Putnam says Orlando killer passed all background checks for state licenses, including mental health screening
Florida Agriculture Commissioner Adam Putnam said Monday that Omar Mateen, the gunman in the massacre at the Pulse nightclub in Orlando, successfully received two security guard licenses from his agency and renewals because he passed every check under Florida law.
"All of the normal safeguards, all of the normal checks, were completed, and there was no disqualifying offense to prevent the individual from obtaining his license," Putnam said.
"He was fingerprinted, he successfully completed the application, had a criminal background check -- there is nothing in that record that would have disqualified this individual, who was a U.S. citizen, who had a clean criminal record, who underwent a background check and mental health screening, from receiving those licenses."
Putnam's Department of Agriculture and Consumer Services regulates security guards. Mateen held "D" and "G" licenses with the state, meaning he was a licensed security guard and licensed to carry a firearm. The licenses were valid through 2017.
Putnam's agency has not yet responded to public records request from numerous news outlets, including the Times/Herald, for Mateen's file. He said the file "is fairly rich with data that is pertinent to the investigation" and that his agency is working with the FBI and other law enforcement agencies to decide "the appropriate timing" of their release.
Putnam declined to say whether the FBI had contacted his agency about Mateen. The FBI has confirmed it questioned Mateen on three separate occasions.
The Cabinet member and likely candidate for governor met reporters to the state Emergency Operations Center in Tallahassee, activated Sunday by Gov. Rick Scott.

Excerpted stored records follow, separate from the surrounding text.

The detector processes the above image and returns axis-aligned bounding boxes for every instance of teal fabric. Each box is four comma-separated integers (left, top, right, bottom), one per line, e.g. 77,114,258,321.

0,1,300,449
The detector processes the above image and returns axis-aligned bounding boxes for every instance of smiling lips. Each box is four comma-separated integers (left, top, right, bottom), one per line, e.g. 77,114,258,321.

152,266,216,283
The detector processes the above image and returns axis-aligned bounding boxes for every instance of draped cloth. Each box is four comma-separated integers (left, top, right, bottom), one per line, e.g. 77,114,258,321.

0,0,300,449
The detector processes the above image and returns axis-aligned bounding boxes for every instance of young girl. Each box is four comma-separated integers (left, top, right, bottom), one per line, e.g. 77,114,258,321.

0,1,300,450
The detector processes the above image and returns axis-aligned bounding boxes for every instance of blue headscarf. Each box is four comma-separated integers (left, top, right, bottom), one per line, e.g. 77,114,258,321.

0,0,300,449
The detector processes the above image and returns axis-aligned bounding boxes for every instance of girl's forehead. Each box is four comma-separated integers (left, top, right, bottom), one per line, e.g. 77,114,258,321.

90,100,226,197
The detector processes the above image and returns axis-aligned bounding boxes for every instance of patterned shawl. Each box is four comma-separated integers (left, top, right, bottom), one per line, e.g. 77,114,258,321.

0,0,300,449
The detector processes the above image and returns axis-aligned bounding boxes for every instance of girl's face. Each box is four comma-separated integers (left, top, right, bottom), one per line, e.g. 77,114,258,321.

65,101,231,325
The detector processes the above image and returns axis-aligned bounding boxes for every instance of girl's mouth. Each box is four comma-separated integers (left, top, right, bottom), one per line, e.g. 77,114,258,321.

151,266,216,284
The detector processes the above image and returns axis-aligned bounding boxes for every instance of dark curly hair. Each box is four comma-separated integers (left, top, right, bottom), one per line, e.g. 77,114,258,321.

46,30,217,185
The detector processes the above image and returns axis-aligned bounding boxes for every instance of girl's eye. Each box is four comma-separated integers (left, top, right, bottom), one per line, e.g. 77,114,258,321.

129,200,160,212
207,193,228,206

Putnam has been a strong supporter of gun rights and he was repeatedly asked if the Orlando massacre has prompted him to rethink his views on the subject, but he did not directly address the question.
"This tragedy is a painful reminder of how U.S.-born individuals, neighbors, classmates, co-workers can harbor an ideology so dark that they are capable of using the freedoms and the liberties that this country awards all of our citizens for the darkest possible motives," he said.
Putnam also cautioned Floridians to be careful about requests to donate to charities on behalf of the victims and their families. He said it's "fairly common" for people to rip off innocent people at a time of grief by seeking donations to phony charities.
Putnam, a Republican, is in his second and final term as the elected agriculture commissioner, and he's widely regarded as a leading candidate for governor in 2018.